During the Upper House election campaign, one of the main issues weighing on voters’ minds was the implications of the consumption tax hike in October, which will become reality the third time around after being postponed twice.

The decision to double the 5 percent consumption tax to 10 percent in two stages was made in 2012 by the then-ruling Democratic Party of Japan — which has since disintegrated — and the Liberal Democratic Party and its partner New Komeito.

To what extent it will dampen the economy is uncertain, but Abe and his ruling coalition are betting they’ve sufficiently prepared voters in advance to accept the second stage of the hike and that the political backlash will be limited despite widening economic disparities.

The hike is expected to generate an additional ¥5.7 trillion in annual revenue, of which ¥2.8 trillion will be used to defray the national debt, ¥1.7 trillion to provide free education and for child care, and ¥1.1 trillion to reduce health care costs for the elderly.

The introduction of the consumption tax in 1989 and subsequent hikes in 1997 and 2014 had political consequences for the ruling LDP, with the party doing poorly in national elections following the increases.

In the December 2014 Lower House election, Abe postponed the second stage of the hike to 10 percent after going ahead with the first-stage hike to eight percent from five percent that April. He postponed it again just before the 2016 Upper House election.

Since then, the ruling coalition has been building a consensus for the hike to 10 percent — and this time, it appears to be paying dividends.

“Abe may have solved the political challenge of raising consumption taxes,” says Tobias Harris, a Japan analyst at Teneo Intelligence, a consulting firm in Washington. “A prime minister can raise it if, and only if, there are highly visible programs that will return money to the public. Between the Komeito-favored rebate system and the pledge to fund publicly mandated universal early childhood education, the government has probably baked enough into the tax hike to drain some of the passion out of opposition to it.”

During the campaign, the ruling parties touted the various ways the tax burden on consumers will be reduced, but all of the major opposition parties favor freezing or canceling the hike to either first collect more corporate and financial taxes and, in the case of Nippon Ishin no Kai, reduce the salaries of Diet members and civil servants.

With the tax hike a done deal, attention has turned to what the government might do next once the 10 percent rate goes into effect.

For now, Abe has said that there will be no need to raise the consumption tax again for another 10 years.

But pressure to raise taxes more is growing at a time when Japan faces the need to fund a rapidly graying and shrinking society despite its massive public debt.

In April, the Organisation for Economic Co-operation and Development said the consumption tax would have to be raised to between 20 and 26 percent to reduce gross government debt to 150 percent by 2060. Japan’s government debt last year was 226 percent of GDP — the worst among the 36 OECD countries.

But even as the OECD warned Japan that increases in the consumption tax in the coming decades were needed, others were saying there was nothing to worry about.

In recent months, a radical economic theory that cites Japan as a model case has been making political waves on a global scale — and also weighing in on the debate about the tax hike.

Modern Monetary Theory, as it’s known, fundamentally proposes that a government that issues debt using its own currency can borrow as much money as it wants, as long as inflation remains low.
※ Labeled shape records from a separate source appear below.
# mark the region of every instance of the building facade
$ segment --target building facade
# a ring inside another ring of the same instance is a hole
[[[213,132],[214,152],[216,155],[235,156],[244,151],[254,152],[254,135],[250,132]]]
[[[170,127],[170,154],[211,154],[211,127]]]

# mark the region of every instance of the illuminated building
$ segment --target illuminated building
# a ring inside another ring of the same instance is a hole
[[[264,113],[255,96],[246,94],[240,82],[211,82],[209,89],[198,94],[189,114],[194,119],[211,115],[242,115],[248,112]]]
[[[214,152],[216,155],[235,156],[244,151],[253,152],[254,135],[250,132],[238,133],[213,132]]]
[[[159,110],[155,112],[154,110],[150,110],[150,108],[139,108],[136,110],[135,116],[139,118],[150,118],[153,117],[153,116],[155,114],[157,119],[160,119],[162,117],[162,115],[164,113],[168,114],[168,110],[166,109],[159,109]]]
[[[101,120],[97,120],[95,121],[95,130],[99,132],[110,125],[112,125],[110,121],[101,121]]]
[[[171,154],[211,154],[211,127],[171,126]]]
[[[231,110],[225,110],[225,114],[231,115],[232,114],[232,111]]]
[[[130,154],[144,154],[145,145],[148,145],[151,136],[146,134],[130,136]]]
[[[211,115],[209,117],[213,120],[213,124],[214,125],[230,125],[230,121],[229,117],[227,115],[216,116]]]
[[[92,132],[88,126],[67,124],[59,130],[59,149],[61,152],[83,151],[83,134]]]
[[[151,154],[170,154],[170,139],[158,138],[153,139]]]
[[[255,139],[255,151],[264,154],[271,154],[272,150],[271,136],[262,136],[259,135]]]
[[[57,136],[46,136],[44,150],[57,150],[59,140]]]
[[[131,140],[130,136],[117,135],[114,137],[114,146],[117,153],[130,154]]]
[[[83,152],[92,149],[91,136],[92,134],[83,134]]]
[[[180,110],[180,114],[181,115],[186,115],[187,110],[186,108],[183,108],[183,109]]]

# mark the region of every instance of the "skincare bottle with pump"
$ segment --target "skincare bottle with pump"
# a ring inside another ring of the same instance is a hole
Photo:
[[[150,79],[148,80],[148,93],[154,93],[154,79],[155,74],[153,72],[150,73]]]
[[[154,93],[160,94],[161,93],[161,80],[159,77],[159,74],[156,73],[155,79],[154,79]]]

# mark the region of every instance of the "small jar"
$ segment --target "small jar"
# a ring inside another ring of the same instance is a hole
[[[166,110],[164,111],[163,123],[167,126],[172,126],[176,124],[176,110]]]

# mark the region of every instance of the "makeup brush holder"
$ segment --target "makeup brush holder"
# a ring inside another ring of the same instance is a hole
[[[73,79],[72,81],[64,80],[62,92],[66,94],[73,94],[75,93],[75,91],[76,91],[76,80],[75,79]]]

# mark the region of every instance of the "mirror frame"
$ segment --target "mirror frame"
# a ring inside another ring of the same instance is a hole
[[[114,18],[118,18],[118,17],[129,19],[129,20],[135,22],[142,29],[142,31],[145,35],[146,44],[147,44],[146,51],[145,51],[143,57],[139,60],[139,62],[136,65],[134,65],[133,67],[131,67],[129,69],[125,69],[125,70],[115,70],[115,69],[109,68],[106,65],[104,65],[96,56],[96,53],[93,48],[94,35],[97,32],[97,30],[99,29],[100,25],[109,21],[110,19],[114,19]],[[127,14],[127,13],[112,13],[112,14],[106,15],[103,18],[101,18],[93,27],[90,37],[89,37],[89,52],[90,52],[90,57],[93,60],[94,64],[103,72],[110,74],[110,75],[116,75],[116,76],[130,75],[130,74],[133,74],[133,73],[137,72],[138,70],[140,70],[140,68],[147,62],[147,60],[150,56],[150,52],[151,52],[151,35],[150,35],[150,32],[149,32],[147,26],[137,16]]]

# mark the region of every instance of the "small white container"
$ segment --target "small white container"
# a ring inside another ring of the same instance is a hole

This means, in theory, government spending can be increased without the difficult political decision of having to further raise taxes. The theory has been espoused by Stephanie Kelton, professor of economics and public policy at State University of New York at Stony Brook.

Earlier this month, Kelton drew intense political, economic and media interest when she visited Japan to speak about MMT.

Many mainstream economists are critical of the controversial idea, warning it will lead to higher interest rates and kill any predicted economic gains. Japanese officials are also skeptical of the idea.

Politically, the theory is popular among progressive politicians like Bernie Sanders and Rep. Alexandria Ocasio-Cortez.

But U.S. President Donald Trump’s fiscal policies have also been likened by some in the U.S. financial media and on Wall Street as an example of MMT in action. During the 2016 presidential campaign, Trump himself said the U.S. government would never default because it could always print money.

With Japan also being called by some media and financial analysts as a model of MMT, the credibility of the theory will no doubt be fiercely debated.

That may be true as Japanese politicians were to face voters concerned about possible further consumption tax hikes on the one hand, and the huge government deficit on the other — regardless of the results of Sunday’s election or what the economic and financial impact of the October tax hike may be.